EL MATRIMONIO
—Ya en cinco minutos estoy abajo —dije a la asistente, forzando una sonrisa que no alcanzó mis ojos. Ella me observó con una mezcla de ternura y sospecha; el ramo temblaba apenas entre sus dedos mientras me lo ofrecía.
—¿Todo bien, señorita Valeria?
Asentí despacio, desviando la mirada hacia el espejo, aunque en realidad lo hacía para evitar cruzarla con la de Rafael, que permanecía apoyado contra el marco de la puerta, con los brazos cruzados y la camisa aún arrugada por mis manos.
—Todo perfecto —mentí con voz serena, aunque mi pecho ardía de contradicciones—. Solo… necesito un segundo, ya sabes, cosas del matrimonio.
Ella asintió con una sonrisa vacía y se desvaneció por el pasillo, dejando tras de sí el olor tenue del perfume y el silencio de la habitación recién profanada.
Me acerqué al tocador, con las piernas aún temblorosas y el corazón agitado. Sentía el cuerpo vibrar, no solo por el nerviosismo, sino por el recuerdo vivo de lo que acababa de ocurrir. Quise ir al baño, cerrar la puerta, borrar cualquier rastro de lo imperdonable, pero Rafael negó con la cabeza, en un gesto lento, cargado de advertencia.
—Si te limpias —murmuró con voz quebrada, apenas en un hilo de aire—, te juro que salgo a ese maldito salón y les cuento a todos la verdad.
Lo miré, y durante un instante el mundo pareció detenerse. Su mirada tenía ese fuego que siempre me desarmaba, esa mezcla de amor, rabia y desesperación que me ataba sin remedio. Apreté los labios, incapaz de responder. Sentía su presencia en mi piel, su rastro tibio deslizándose por mis muslos, y me invadió una punzada de vergüenza y deseo al mismo tiempo.
Respiré hondo. Me acomodé el velo, bajé el vestido y traté de recomponer la calma que ya no me pertenecía. Cinco minutos, me repetí en silencio. Solo cinco minutos para convertirme oficialmente en la esposa de otro hombre.
Caminé por los pasillos del hotel sintiendo el peso del pecado en cada paso. La culpa y la pasión se entrelazaban dentro de mí como un mismo fuego, imposible de apagar.
***
Recepción – Salón principal del Four Seasons
El salón era un sueño vestido de blanco: rosas de invernadero cayendo en cascadas, candelabros de cristal reflejando la luz en miles de destellos, mesas de lino italiano y orquídeas flotando en copas de champaña. Todo era hermoso, perfecto… demasiado perfecto para alguien que acababa de traicionarse a sí misma.

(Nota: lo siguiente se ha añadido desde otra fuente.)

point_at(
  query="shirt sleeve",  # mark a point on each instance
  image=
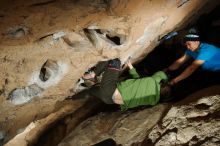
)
(134, 73)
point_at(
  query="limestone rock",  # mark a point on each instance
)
(124, 128)
(193, 124)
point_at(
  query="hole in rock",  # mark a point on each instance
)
(161, 57)
(108, 36)
(107, 142)
(50, 68)
(114, 39)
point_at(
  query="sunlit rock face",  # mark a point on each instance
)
(46, 45)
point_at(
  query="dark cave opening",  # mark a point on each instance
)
(208, 27)
(107, 142)
(162, 56)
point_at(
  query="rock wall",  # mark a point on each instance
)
(46, 45)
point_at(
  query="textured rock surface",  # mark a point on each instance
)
(192, 121)
(193, 124)
(124, 128)
(75, 34)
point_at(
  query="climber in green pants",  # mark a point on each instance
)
(129, 93)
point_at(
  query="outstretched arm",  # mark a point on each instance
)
(188, 71)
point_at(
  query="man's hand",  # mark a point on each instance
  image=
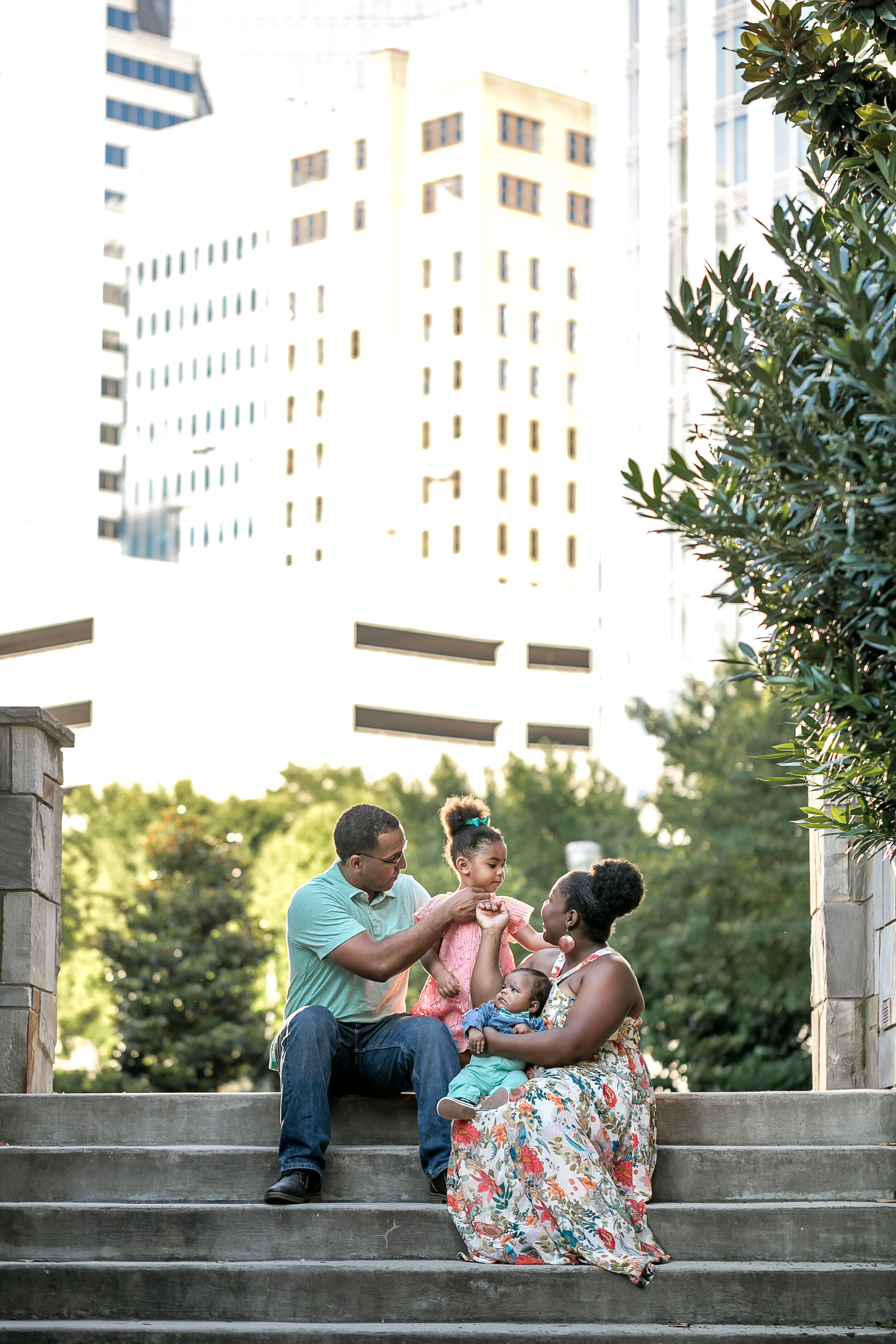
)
(464, 902)
(492, 916)
(447, 983)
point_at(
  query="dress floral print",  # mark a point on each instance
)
(561, 1175)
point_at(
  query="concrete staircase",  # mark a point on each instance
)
(131, 1220)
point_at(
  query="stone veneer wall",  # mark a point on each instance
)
(32, 745)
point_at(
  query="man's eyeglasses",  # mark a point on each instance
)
(393, 862)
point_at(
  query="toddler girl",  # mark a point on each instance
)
(477, 854)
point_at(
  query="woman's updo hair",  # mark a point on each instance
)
(467, 828)
(612, 889)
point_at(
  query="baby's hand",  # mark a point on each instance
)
(492, 914)
(447, 983)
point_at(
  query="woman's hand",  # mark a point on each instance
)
(447, 982)
(492, 916)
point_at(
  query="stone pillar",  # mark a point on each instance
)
(853, 940)
(32, 745)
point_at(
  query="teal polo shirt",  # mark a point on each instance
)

Alexander Voss, mi prometido, me esperaba al pie de la escalinata. Imponente. Guapo como un dios griego: traje gris perla hecho a medida, cabello rubio peinado hacia atrás, ojos azules que no sonreían. Él era el hombre de las revistas, el político en ascenso, el heredero de un futuro prometedor. El mismo hombre que le había dicho a mi padre: “Dame a tu hija y lo sacaré de la cárcel.”
Yo lo sabía. Sabía que no me amaba. Solo necesitaba una esposa, una figura que completara su imagen pública. Cuando me vio, sonrió apenas, con esa media comisura que imitaba afecto sin sentirlo.
—Llegas tarde —susurró, tomándome de la cintura con una frialdad que heló mi piel.
Mi padre, a su lado, aplaudió emocionado, creyendo que aquel enlace era su salvación. Para él, ese matrimonio no era un sacrificio, sino el precio justo de la libertad.
El juez levantó la voz, y el murmullo del público se desvaneció.
—¿Valeria Montenegro, aceptas a Alexander Voss como tu esposo?
Tragué saliva. En mi mente no había anillos ni promesas, solo el recuerdo de Rafael. Su piel contra la mía, sus caricias que me hicieron olvidar el mundo, su voz ronca diciéndome te amo entre jadeos y besos.
—Sí… acepto —murmuré, con un hilo de voz que tembló entre el deber y el deseo.
Alexander también aceptó, y por un instante rogué que se arrepintiera, que dijera algo, cualquier cosa que detuviera aquella farsa. Pero no lo hizo. Solo sonrió, satisfecho de haber ganado una pieza más en su tablero político.
El beso fue un trámite. Un gesto frío ante las cámaras. Sus labios eran secos, distantes, ajenos. Los flashes se multiplicaron, cegando por un segundo el dolor en mi pecho. En medio de los aplausos y el murmullo de los invitados, comprendí que mi destino ya estaba sellado.
El gran político había conseguido su esposa. Y yo… había perdido mi alma en brazos del hombre que verdaderamente amaba.